All these thoughts passed through my head when our caterer who brought our ‘breakfast’ caught us eating hot, home made Pooris and Palya. What must have gone through his head? There he was, dashing in like Moose Miller with the hot Pizza, trying his best to hold on to a stainless carrier with piping hot upma, imagining the helpless, starving old couple looking forward anxiously  to the arrival of his breakfast  and here they were, coolly enjoying their own hot Poori Palya !

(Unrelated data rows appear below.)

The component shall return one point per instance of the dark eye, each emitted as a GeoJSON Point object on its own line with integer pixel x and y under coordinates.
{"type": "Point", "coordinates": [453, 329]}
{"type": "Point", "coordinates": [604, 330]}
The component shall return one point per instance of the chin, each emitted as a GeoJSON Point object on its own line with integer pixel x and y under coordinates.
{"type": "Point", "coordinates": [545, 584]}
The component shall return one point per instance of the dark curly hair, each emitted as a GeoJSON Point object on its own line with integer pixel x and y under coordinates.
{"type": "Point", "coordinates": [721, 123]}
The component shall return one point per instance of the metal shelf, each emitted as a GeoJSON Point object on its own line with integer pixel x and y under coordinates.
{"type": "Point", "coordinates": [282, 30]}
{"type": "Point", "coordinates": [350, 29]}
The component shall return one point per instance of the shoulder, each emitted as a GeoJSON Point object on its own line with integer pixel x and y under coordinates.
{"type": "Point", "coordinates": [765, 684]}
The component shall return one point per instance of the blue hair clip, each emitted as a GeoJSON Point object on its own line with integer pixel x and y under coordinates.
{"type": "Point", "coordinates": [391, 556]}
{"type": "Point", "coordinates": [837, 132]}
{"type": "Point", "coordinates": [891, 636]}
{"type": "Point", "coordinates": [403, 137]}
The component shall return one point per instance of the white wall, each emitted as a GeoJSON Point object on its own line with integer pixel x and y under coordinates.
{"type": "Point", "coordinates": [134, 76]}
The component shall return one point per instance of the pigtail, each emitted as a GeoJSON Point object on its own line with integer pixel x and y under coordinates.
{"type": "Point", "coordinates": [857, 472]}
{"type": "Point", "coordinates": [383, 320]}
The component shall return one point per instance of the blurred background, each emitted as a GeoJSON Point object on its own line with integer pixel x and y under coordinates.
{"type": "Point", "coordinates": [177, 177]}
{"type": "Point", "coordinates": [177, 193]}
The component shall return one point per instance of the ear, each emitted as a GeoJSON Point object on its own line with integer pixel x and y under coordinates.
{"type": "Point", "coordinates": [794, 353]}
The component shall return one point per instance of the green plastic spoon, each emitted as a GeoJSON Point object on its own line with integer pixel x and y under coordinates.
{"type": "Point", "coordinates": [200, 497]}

“They certainly owe me an explanation” he must have thought. But, busy as I was, trying to pick up the last bits of Palya with my perfectly apportioned  piece of Poori, I was hardly in a position to offer one (I mean an explanation, not Poori). Moreover he was sporting a Poker face like Jeeves, the gentleman’s gentleman of Mr. Bertie Wooster, though I am sure his face must have registered a flash of surprise or shock when he walked in.

I could very well imagine what he must have told his wife, the chef- non– pareil. “Do you know what I saw today when I went to deliver breakfast to Ramus? Here I was, struggling to hand over the hot upma a little earlier than usual when I caught the old couple enjoying Poori and Palya! Of course, I have caught them eating so many things, plateful of Vegetable Salad for one. But that’s ok since we don’t supply them salad. I have even seen her cleaning Spinach. Even that is fine because the old man’s floppy bowels probably do not move without the greens. In fact, any time I see them they will be munching something or other. But, to eat a full fledged breakfast before consuming the one I supply them? That really takes the cake. EvenChapatis, Idlis and Pooris they always order extra from us.”(He wouldn’t know that we share his fare with our servant maid.)

Since I couldn’t give the explanation to him, let me at least give it to you.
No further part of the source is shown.